The previous examples showed how to apply the vectorizers to the entire corpus. For supervised machine learning, a better approach is to first divide the data into train/test sets, then fit the vectorizer to the training data only. The test set can be later fit to the vectorizer. In this way, no information from the test set leaks to the training set.
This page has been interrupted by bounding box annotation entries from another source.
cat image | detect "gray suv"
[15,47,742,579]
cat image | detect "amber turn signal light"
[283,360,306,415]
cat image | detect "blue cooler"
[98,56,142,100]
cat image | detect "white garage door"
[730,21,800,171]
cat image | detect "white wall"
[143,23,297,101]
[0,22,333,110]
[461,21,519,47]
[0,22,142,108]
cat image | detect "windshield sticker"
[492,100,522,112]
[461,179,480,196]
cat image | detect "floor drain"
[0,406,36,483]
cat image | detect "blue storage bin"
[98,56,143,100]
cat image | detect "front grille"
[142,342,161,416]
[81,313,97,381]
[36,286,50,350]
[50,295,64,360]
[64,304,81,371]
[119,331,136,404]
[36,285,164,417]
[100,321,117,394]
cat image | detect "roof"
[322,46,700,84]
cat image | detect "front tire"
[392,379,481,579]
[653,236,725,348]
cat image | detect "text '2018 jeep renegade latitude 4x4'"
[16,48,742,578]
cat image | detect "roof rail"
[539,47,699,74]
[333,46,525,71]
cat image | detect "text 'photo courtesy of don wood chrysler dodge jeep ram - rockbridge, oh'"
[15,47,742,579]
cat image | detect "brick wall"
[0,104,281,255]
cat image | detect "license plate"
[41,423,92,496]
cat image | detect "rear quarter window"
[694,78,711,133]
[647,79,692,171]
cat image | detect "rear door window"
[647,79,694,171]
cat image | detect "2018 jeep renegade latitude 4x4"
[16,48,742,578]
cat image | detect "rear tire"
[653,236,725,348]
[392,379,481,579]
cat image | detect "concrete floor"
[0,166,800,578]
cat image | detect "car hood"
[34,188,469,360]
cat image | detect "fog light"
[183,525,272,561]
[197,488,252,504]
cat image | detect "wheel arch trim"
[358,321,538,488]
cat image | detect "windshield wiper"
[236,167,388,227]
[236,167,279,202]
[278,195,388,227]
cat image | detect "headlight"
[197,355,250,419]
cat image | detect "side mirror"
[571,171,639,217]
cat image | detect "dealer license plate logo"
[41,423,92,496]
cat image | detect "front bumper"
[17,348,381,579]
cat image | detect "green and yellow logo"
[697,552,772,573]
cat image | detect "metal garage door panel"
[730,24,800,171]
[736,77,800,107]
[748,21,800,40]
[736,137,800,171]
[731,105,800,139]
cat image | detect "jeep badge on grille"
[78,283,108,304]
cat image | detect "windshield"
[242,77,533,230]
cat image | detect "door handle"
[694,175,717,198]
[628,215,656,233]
The following code demonstrates how to do this on a spam data set. 

In [12]:
import pandas as pd
from sklearn.feature_extraction.text import TfidfVectorizer
from sklearn.model_selection import train_test_split

# read the data
df = pd.read_csv('../data/sms-spam.csv')

X = df.text      # features
y = df.spam    # targets

# train test split
X_train, X_test, y_train, y_test = train_test_split(X, y, test_size=0.2, train_size=0.8, random_state=1234)

# use defaults
vectorizer = TfidfVectorizer()

# vectorize
X_train = vectorizer.fit_transform(X_train) # fit the training data
X_test = vectorizer.transform(X_test) # transform only

### Adding more features

Add bigrams as features.

In [31]:
vectorizer = TfidfVectorizer(min_df=2, max_df=0.5, ngram_range=(1, 2))

In [39]:
X_features = vectorizer.fit_transform(corpus)
print(X_features.toarray())

[[1.         0.         0.         0.         0.         0.        ]
 [0.         0.4472136  0.4472136  0.4472136  0.4472136  0.4472136 ]
 [0.         0.         0.70710678 0.70710678 0.         0.        ]
 [0.         0.57735027 0.         0.         0.57735027 0.57735027]
 [1.         0.         0.         0.         0.         0.        ]]


When to use counts versus tfidf? As the vocabulary size increases, tfidf will give better results.